Wanita Rohingya melakukan protes di Kutupalong, Bangladesh (Reuters/Mohammad Ponir Hossain)
29 Agustus 2018 22:40 WIB Chelin Indra Sushmita Internasional Share :

Solopos.com, NAYPYIDAW Pemerintah Myanmar menyangkal laporan Persatuan Bangsa-Bangsa (PBB) tentang praktik genosida yang dilakukan militer terhadap warga muslim Rohingya di Negara Bagian Rakhine. Pemerintah menilai laporan tersebut berat sebelah.

Pemerintah Myanmar mengaku tidak memberikan pencari izin kepada tim pencari fakta dari PBB masuk ke negara mereka. Alasan itulah yang membuat mereka menolak laporan dari PBB tentang dugaan genosida yang dilakukan militer terhadap warga Rohingya.

"Kami tidak mengizinkan tim pencari fakta (FFM) PBB masuk ke Myanmar. Itulah sebabnya kami tidak setuju dengan laporan yang dibuat oleh Dewan Hak Asasi Manusia," kata juru bicara pemerintah Myanmar, Zaw Htay, seperti dilansir Aljazeera, Rabu (29/8/2018).

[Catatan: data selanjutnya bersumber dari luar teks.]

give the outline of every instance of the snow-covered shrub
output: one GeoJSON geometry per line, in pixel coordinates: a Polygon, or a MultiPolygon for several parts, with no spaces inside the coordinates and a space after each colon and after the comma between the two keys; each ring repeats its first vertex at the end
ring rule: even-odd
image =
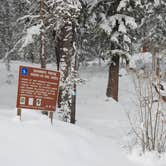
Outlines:
{"type": "Polygon", "coordinates": [[[129,68],[133,70],[152,70],[152,54],[149,52],[134,54],[130,57],[129,68]]]}
{"type": "MultiPolygon", "coordinates": [[[[161,95],[154,88],[160,80],[149,73],[148,78],[135,74],[134,83],[137,94],[137,111],[129,115],[136,142],[142,151],[166,151],[166,110],[161,103],[161,95]]],[[[159,87],[158,87],[159,88],[159,87]]]]}

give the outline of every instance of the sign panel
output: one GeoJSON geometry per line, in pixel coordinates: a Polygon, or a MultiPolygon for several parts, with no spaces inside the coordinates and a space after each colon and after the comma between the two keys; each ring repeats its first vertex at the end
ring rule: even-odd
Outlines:
{"type": "Polygon", "coordinates": [[[17,108],[55,111],[60,73],[20,66],[17,108]]]}

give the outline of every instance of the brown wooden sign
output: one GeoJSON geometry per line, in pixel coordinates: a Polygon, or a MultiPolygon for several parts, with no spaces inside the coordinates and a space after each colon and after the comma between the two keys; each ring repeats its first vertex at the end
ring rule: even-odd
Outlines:
{"type": "Polygon", "coordinates": [[[20,66],[17,108],[55,111],[60,73],[20,66]]]}

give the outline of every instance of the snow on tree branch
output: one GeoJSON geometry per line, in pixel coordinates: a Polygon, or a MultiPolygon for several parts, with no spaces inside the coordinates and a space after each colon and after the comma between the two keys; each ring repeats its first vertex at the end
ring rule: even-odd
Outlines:
{"type": "Polygon", "coordinates": [[[40,35],[42,26],[43,24],[40,23],[35,26],[31,26],[30,28],[27,29],[26,35],[23,37],[23,44],[20,50],[27,47],[29,44],[33,43],[34,41],[33,37],[40,35]]]}
{"type": "Polygon", "coordinates": [[[127,33],[127,27],[131,29],[136,29],[137,24],[135,22],[135,19],[130,16],[126,16],[123,14],[115,14],[113,16],[110,16],[106,18],[105,14],[100,14],[102,18],[102,23],[100,24],[100,27],[110,34],[112,32],[112,29],[116,26],[116,21],[119,23],[119,32],[127,33]]]}
{"type": "Polygon", "coordinates": [[[128,2],[129,2],[129,0],[122,0],[122,1],[119,3],[119,6],[118,6],[118,8],[117,8],[117,11],[119,12],[120,10],[126,8],[128,2]]]}

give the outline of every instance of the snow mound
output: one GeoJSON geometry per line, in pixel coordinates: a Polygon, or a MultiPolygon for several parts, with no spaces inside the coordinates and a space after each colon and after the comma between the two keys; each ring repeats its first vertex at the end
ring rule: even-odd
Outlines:
{"type": "Polygon", "coordinates": [[[139,149],[134,149],[132,154],[128,156],[130,160],[137,162],[141,166],[165,166],[166,153],[158,154],[157,152],[140,153],[139,149]]]}
{"type": "MultiPolygon", "coordinates": [[[[0,112],[3,111],[9,110],[0,112]]],[[[60,121],[52,126],[38,112],[26,110],[21,122],[4,116],[0,130],[3,166],[101,166],[112,162],[120,166],[124,161],[129,164],[109,139],[60,121]]]]}
{"type": "Polygon", "coordinates": [[[152,54],[150,52],[134,54],[130,58],[129,68],[134,70],[152,69],[152,54]]]}

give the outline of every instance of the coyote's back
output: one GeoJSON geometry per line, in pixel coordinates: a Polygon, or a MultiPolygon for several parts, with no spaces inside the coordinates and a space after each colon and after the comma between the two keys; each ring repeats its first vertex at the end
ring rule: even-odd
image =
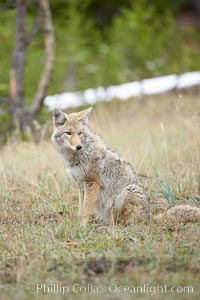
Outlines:
{"type": "Polygon", "coordinates": [[[79,187],[81,224],[95,212],[101,221],[125,224],[148,217],[144,188],[132,166],[107,148],[88,128],[92,108],[65,114],[54,110],[52,141],[63,157],[69,176],[79,187]]]}

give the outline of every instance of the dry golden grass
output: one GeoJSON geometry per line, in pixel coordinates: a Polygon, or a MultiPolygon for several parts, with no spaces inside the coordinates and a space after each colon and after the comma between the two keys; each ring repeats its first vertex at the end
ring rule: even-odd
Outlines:
{"type": "MultiPolygon", "coordinates": [[[[134,166],[162,212],[200,202],[198,97],[99,104],[91,128],[134,166]],[[163,208],[164,207],[164,208],[163,208]]],[[[49,129],[51,130],[51,129],[49,129]]],[[[76,221],[77,189],[49,141],[12,141],[0,152],[0,299],[132,299],[118,286],[193,286],[199,291],[199,224],[173,222],[87,230],[76,221]],[[93,283],[106,292],[37,293],[37,283],[93,283]]],[[[138,294],[141,299],[150,294],[138,294]]],[[[136,296],[136,295],[135,295],[136,296]]]]}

Zaw Htay menambahkan, pemerintah Myanmar telah membentuk tim penyidik independen untuk menanggapi tuduhan palsu dari PBB dan sejumlah komunitas lainnya. Lewat tim tersebut, mereka berusaha membuktikan tidak terjadi genosida di Rakhine, Myanmar.

"Kami tidak akan menoleransi pelanggaran hak asasi manusia. Kami bakal mengambil tindakan keras untuk menanggapi tindakan tersebut," sambung Zaw Htay.

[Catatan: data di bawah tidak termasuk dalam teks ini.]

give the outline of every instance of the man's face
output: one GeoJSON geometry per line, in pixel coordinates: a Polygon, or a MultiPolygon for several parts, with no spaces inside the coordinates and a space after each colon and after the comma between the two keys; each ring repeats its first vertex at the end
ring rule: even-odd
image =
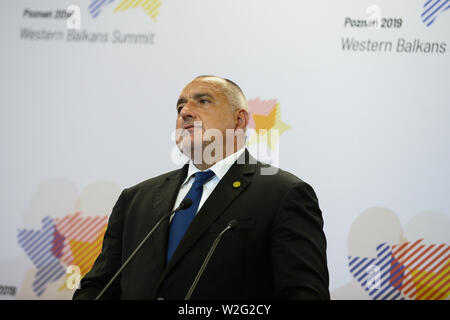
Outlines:
{"type": "Polygon", "coordinates": [[[225,139],[226,129],[235,128],[224,86],[221,79],[200,78],[184,87],[177,102],[176,122],[176,142],[183,153],[204,148],[217,139],[218,132],[225,139]]]}

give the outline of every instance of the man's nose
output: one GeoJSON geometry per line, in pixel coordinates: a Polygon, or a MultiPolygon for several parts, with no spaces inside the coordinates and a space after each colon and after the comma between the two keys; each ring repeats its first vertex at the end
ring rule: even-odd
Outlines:
{"type": "Polygon", "coordinates": [[[180,111],[180,116],[183,121],[195,120],[195,118],[197,117],[190,103],[186,103],[184,105],[184,107],[180,111]]]}

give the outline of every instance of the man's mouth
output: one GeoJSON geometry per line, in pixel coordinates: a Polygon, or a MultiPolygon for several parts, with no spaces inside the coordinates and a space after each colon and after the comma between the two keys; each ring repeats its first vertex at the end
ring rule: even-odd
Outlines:
{"type": "Polygon", "coordinates": [[[184,132],[189,132],[189,134],[193,134],[194,133],[194,125],[193,124],[187,124],[185,126],[183,126],[183,131],[184,132]]]}
{"type": "Polygon", "coordinates": [[[188,131],[189,133],[193,133],[194,129],[202,129],[202,122],[201,121],[195,121],[194,123],[187,123],[183,126],[183,129],[188,131]]]}

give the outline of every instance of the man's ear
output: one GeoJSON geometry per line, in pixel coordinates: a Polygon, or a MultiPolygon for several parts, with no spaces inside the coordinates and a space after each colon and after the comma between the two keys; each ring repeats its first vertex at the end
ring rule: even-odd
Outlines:
{"type": "Polygon", "coordinates": [[[245,109],[239,109],[236,110],[236,122],[235,122],[235,129],[243,129],[248,125],[249,121],[249,114],[247,110],[245,109]]]}

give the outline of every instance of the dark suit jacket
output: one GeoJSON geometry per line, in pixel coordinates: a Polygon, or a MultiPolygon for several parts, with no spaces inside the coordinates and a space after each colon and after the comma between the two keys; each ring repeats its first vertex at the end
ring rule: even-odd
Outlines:
{"type": "MultiPolygon", "coordinates": [[[[191,299],[329,299],[326,239],[314,190],[248,151],[198,211],[166,265],[166,219],[106,292],[109,299],[184,299],[216,236],[216,248],[191,299]],[[239,187],[233,182],[239,181],[239,187]]],[[[156,222],[172,210],[185,165],[125,189],[109,218],[103,247],[74,299],[93,299],[156,222]]]]}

Selanjutnya, Zaw Htay mengecam Facebook yang menarik akun milik kepala militer Myanmar dan petinggi militer lainnya. Menurutnya, hal itu dapat menghambat upaya pemerintah dalam melakukan rekonsiliasi nasional.

Sementara itu, tim pencari fakta dari PBB mengatakan telah menemukan bukti tindakan genosida yang dilakukan di Rakhine, Myanmar. Mereka menyebut tindakan militer Myanmar sebagai kejahatan yang sangat keji dan harus dihukum oleh Mahkamah Internasional.

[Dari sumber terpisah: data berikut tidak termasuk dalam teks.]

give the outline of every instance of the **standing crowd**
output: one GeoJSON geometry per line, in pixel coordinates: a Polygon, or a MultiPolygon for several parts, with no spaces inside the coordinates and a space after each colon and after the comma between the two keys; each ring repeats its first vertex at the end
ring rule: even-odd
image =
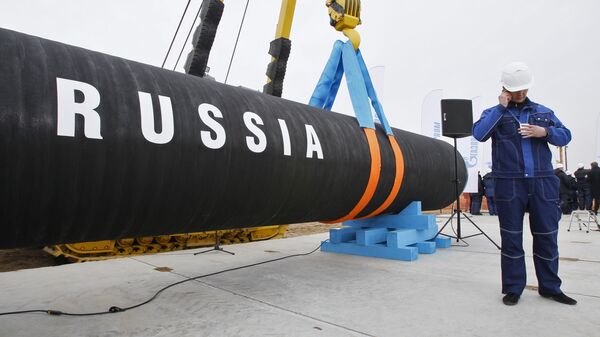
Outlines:
{"type": "MultiPolygon", "coordinates": [[[[598,214],[600,208],[600,167],[597,162],[591,163],[591,168],[586,169],[579,163],[575,173],[564,169],[563,164],[557,164],[554,175],[560,181],[559,197],[560,209],[563,214],[571,214],[575,210],[588,210],[598,214]]],[[[470,193],[469,210],[472,215],[481,215],[483,197],[487,200],[490,215],[497,215],[496,201],[494,200],[494,177],[490,169],[477,172],[478,190],[470,193]]]]}
{"type": "Polygon", "coordinates": [[[586,169],[582,163],[571,174],[562,164],[557,164],[554,174],[560,181],[560,209],[563,214],[574,210],[588,210],[598,214],[600,207],[600,167],[597,162],[586,169]]]}

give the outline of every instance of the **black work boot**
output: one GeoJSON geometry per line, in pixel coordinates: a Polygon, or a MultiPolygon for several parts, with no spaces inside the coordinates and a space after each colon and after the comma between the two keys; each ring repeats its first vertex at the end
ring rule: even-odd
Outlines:
{"type": "Polygon", "coordinates": [[[515,293],[508,293],[502,297],[502,303],[506,305],[515,305],[519,303],[519,298],[521,295],[517,295],[515,293]]]}
{"type": "Polygon", "coordinates": [[[558,293],[556,295],[548,295],[548,294],[540,294],[542,297],[545,298],[550,298],[555,300],[558,303],[562,303],[562,304],[568,304],[568,305],[575,305],[577,304],[577,301],[575,299],[570,298],[569,296],[565,295],[564,293],[558,293]]]}

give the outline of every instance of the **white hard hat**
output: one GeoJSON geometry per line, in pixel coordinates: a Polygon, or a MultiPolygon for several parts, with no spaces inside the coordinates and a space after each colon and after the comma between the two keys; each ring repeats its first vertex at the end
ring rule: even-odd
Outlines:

Seperti diketahui, krisis di Rakhine menyebabkan sekitar 700.000 orang Rohingya meninggalkan Myanmar. Mereka terpaksa mengungsi ke sejumlah negara tetangga, salah satunya Bangladesh, untuk menghindari pembunuhan massal yang dilakukan militer Myanmar.

Ketua tim pencari fakta PBB, Marzuki Darusman, berbicara di Jenewa, Swiss, dalam sesi panel bersama dengan anggota Dewan Keamanan tentang hasil temuannya pada Senin (27/8/2018). Dia dan timnya mengumpulkan bukti berdasarkan 875 wawancara dengan saksi dan korban, termasuk foto serta video yang telah diverifikasi.

"Para korban merupakan pelanggaran hak asasi manusia yang paling menyedihkan. Pelaku kejahatan tersebut semestinya dihukum dengan berat. "Ini merupakan pelanggaran hak asasi manusia yang paling mengerikan. Pelakunya harus dihukum dengan berat," kata Marzuki Darusman.

Setelah mendengarkan laporan tersebut, sejumlah perwakilan negara termasuk Amerika Serikat, Inggris, Prancis, dan Swedia, menyerukan agar para pemimpin Myanmar dimintai pertanggung jawaban terkait kasus genosida tersebut.